Over the next few months, we will further scope and build our capacity to deliver transdisciplinary research and anticipate challenge-led opportunities.
Initiatives such as the Flexible Interdisciplinary Research Collaboration Fund, to support the formation of new teams drawn from across the university, also nurture an inclusive research environment and support career development. Applications will be next reviewed on 14 February and 11 April. Find out more.
Funding is also supporting increased networking activities by our Interdisciplinary Research Clusters.
UNICAS (University of Nottingham Interdisciplinary Centre for Analytical Science), is inviting applications for internal funding of up to £15,000.
Online sandpits invite you to network with fellow researchers, showcase your expertise, discuss challenges and find solutions. Following these events, you will be able to apply for funding for an interdisciplinary research project.
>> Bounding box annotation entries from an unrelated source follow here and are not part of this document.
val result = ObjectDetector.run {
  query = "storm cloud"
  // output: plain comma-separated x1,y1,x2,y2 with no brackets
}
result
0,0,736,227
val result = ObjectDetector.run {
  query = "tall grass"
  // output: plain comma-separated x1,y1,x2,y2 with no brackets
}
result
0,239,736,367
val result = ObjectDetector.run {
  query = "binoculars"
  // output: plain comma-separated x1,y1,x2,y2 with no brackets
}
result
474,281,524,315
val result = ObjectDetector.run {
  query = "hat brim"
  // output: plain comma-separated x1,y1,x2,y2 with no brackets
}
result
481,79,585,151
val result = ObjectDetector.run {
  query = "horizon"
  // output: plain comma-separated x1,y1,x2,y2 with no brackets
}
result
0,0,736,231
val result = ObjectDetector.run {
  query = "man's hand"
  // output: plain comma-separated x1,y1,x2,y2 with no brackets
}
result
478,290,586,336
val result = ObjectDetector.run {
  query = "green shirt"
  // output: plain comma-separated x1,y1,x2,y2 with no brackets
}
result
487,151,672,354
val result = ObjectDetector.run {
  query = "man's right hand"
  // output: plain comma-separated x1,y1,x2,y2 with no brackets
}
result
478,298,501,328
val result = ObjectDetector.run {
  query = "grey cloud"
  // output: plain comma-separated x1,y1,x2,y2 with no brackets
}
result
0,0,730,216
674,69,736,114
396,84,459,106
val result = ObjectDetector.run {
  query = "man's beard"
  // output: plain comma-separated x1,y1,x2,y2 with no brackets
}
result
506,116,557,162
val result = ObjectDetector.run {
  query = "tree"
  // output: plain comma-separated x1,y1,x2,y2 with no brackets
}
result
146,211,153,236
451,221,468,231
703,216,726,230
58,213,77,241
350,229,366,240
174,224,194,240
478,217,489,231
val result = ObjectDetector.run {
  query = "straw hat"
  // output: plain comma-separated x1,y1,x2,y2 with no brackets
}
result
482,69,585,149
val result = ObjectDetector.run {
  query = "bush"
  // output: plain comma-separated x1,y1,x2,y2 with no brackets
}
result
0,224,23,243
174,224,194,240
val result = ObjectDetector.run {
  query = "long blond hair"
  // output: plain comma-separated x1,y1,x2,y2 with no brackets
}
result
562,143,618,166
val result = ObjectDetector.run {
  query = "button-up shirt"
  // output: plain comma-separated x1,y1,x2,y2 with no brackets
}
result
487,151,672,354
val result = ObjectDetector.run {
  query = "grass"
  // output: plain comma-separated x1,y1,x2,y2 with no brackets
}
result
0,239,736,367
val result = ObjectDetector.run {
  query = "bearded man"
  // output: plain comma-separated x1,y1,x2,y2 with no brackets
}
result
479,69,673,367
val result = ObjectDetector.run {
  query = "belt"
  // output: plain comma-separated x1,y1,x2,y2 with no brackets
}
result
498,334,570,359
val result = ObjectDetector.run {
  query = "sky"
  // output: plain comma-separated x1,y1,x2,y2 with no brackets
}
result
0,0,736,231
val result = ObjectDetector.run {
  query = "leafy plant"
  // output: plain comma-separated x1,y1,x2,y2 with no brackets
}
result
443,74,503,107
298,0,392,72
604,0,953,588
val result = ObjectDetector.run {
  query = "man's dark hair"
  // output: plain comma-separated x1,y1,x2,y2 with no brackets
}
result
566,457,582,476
- Wednesday 12 January, 1-4pm
- Thursday 20 January, 1-4pm
In line with our goals of supporting potential and a culture of excellence, we are re-launching the Nottingham Research Leaders programme (NRLP), designed to enhance the professional development of high-performing researchers, and our Early Career Researcher Leadership programme in 2022, which supports researchers in the early stages of their career who have aspirations and potential to lead in their research field. The application process for the NRLP will be advertised soon, and the ECR programme in January 2022.
Our research culture
A dynamic and supportive research culture is key to all we do. We are reviewing how we support all those working in research (across all career stages and job families) to achieve their potential. This will inform the delivery of targeted actions, which will include new opportunities for research leaders at all career levels, interventions to address under-representation in our PGR community and support for our Technicians Commitment.
And finally, my thanks
Once again, I feel that a winter break has seldom been so deserved.
Thank you for your extraordinary dedication and my very best wishes for 2022.
Professor Dame Jessica Corner
Pro-Vice-Chancellor for Research and Knowledge Exchange.